Rodriguez previously served as Deputy Director of the Bronx Museum of the Arts and Senior Curator at the Patricia & Phillip Frost Art Museum at Florida International University (FIU), in Miami, Florida. Bi-lingual, born in Nicaragua, Rodriguez grew up in Miami and received degrees from the New World School of the Arts (BFA) and FIU (BA and MA, Art History and Latin American Studies and Graduate certificate in Museum studies). He serves the field through numerous professional societies, including the Association of Art Museum Directors and has served on the diversity and mentoring committees of the Association of Art Museum Curators and is an alumnus of the Getty Leadership Institute. 

Virginia Shearer

Executive Director
Sarasota Art Museum of Ringling College of Art and Design

Virginia Shearer has devoted her 25 years in museum leadership to catalyzing meaningful connections with art and artists for people of all ages, backgrounds and experience with the arts.  Virginia comes to us from the High Museum of Art in Atlanta, where she most recently served as Director of Education.  During her 16 years at the High, Virginia leveraged the talents of national and international artists and curators, exhibition design and collections teams, to create an innovative array of programming for visitors – from the arts-curious to arts-lovers, to students, families and lifelong learners.  Simultaneously, Virginia developed strategic alliances with community partners and within the Woodruff Art Center campus, and strengthened the High’s relationships with museums across the country.  During her tenure, the High tripled annual program participation, increased visitors to nearly 500,000 annually, and raised millions in critical annual and endowed funds to expand education programs and facilities. Under Virginia’s leadership, Sarasota Art Museum will take our community’s bold dream - to create a Museum dedicated to the art of our time - into the future.   

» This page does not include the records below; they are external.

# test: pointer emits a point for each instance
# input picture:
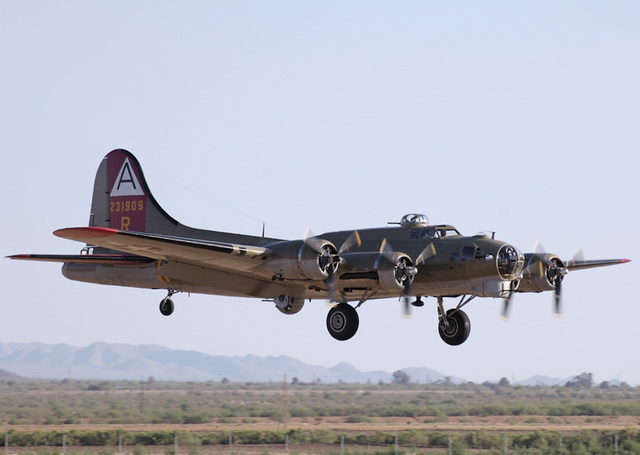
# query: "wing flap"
(194, 251)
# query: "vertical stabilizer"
(122, 200)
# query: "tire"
(167, 306)
(458, 328)
(342, 321)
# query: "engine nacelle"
(288, 305)
(377, 270)
(297, 260)
(541, 272)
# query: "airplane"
(131, 241)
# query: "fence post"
(560, 443)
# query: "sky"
(514, 117)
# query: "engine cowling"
(288, 305)
(542, 273)
(300, 260)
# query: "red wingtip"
(85, 233)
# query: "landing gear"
(342, 321)
(166, 305)
(454, 326)
(454, 329)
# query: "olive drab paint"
(127, 198)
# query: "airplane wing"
(581, 265)
(104, 259)
(194, 251)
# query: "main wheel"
(342, 321)
(457, 329)
(167, 306)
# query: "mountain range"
(123, 361)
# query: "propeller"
(405, 271)
(330, 259)
(555, 272)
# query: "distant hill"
(7, 375)
(123, 361)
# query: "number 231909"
(127, 206)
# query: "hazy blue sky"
(516, 117)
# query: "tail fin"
(122, 200)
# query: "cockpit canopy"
(414, 220)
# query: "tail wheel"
(456, 329)
(167, 306)
(343, 321)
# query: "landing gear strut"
(166, 305)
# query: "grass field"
(150, 417)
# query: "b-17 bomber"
(131, 241)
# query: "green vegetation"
(153, 402)
(73, 405)
(538, 442)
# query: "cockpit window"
(434, 232)
(510, 262)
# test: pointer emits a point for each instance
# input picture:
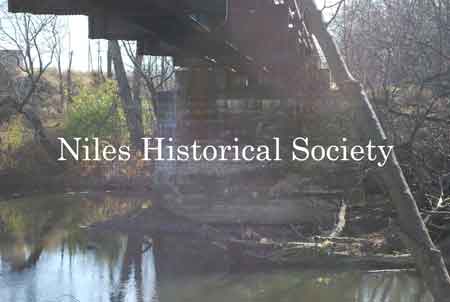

Her vision for the Museum is to offer visitors a dynamic slate of exhibitions and programming, where learning is a seamless part of the experience; grow and broaden our reach, to welcome all residents of our ever-changing area  to be transported through great art and design; establish  regional and national partnerships that encourage collaboration, experimentation and social relevance; and become a pillar of Sarasota’s cultural community, renowned as a vital and vibrant institution internationally.